Reporter: Siti Masitoh | Editor: Putri Werdiningsih
KONTAN.CO.ID – JAKARTA. Menteri Keuangan RI Sri Mulyani Indrawati menyoroti kenaikan harga minyak mentah dunia akibat konflik antara Iran dan Israel. Pada hari pertama pecahnya perang antara kedua negara pada 15 Juni 2025 lalu saja, harga minyak naik lebih dari 18% dalam tiga hari dan mencapai US$ 75 per barel.
“Tadinya (harga minyak) ada di kisaran US$ 70 per barel, bahkan di bawah US$ 70 per barel untuk Brent. Itu terjadi kenaikan lonjakan bahkan sempat tertinggi US$ 78 per barel, naik sekitar 9%, meskipun sekarang mengalami koreksi di US$ 75 per barel,” tutur Sri Mulyani dalam konferensi pers, Selasa (17/6).
Baca Juga: Kenaikan Harga Minyak Global Tak Goyahkan Surplus Dagang RI, Tapi Ada Ancaman dari AS
Sri Mulyani menjelaskan bahwa konflik geopolitik, khususnya di kawasan Timur Tengah, selalu berdampak langsung terhadap perubahan signifikan pada harga komoditas, nilai tukar rupiah, suku bunga, dan aliran modal asing (capital outflow). Menurutnya kondisi geopolitik yang memanas ini akan dihadapi oleh banyak negara, termasuk Indonesia.
Di sisi lain, Menkeu juga menyoroti ketegangan dagang antara Amerika Serikat (AS) dan China yang belakangan menunjukkan sedikit penurunan, seiring dengan inisiatif dari kedua pihak untuk memulai negosiasi. Namun hingga saat ini, belum ada titik terang dari proses tersebut.
Baca Juga: Saat Inggris Selesaikan Negosiasi Tarif Impor, Negara Lain Masih Cari Titik Temu
Ia menyampaikan bahwa selama belum tercapai kesepakatan dagang antara AS dan China, ketidakpastian perdagangan global masih tinggi.

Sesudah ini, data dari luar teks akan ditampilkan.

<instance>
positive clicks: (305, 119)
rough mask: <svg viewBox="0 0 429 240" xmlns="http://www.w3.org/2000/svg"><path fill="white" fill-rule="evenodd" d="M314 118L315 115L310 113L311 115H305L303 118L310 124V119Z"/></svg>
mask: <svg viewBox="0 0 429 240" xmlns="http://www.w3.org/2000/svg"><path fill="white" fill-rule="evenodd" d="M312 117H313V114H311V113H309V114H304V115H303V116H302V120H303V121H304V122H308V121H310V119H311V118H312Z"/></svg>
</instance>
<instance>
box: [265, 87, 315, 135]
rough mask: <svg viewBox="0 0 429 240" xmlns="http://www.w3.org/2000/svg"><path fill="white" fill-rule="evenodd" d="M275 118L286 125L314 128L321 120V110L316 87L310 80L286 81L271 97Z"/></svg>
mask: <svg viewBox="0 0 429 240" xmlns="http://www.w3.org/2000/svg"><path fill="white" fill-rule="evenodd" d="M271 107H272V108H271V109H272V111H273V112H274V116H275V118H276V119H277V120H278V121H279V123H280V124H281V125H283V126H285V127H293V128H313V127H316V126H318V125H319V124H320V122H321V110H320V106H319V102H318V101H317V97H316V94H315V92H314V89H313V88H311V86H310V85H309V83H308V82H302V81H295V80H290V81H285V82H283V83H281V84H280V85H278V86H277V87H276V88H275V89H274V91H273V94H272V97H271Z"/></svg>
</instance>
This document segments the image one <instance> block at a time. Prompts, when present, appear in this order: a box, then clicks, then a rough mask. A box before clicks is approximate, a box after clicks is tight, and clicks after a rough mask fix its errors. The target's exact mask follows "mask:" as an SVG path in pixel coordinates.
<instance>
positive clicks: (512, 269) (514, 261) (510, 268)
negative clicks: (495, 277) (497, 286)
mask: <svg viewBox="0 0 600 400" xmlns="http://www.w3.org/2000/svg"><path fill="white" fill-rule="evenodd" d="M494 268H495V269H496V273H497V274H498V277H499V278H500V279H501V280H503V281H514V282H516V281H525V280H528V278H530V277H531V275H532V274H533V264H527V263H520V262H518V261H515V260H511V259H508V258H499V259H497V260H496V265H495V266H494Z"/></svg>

“Hari ini diumumkan Presiden Donald Trump dengan Perdana Menteri Inggris adalah, trade deal antara AS dengan Inggris. Padahal AS menyampaikan adalah penerapan tarif kepada lebih dari 60 negara di dunia, namun yang baru mendapatkan persetujuan yakni baru satu negara yang diumumkan,” ungkapnya.
Lebih lanjut, bendahara negara tersebut menegaskan bahwa karena baru satu negara yang menyepakati perjanjian dagang dengan AS, ketidakpastian perdagangan global masih sangat tinggi. Apalagi, batas waktu 90 hari penundaan penerapan tarif resiprokal juga semakin dekat.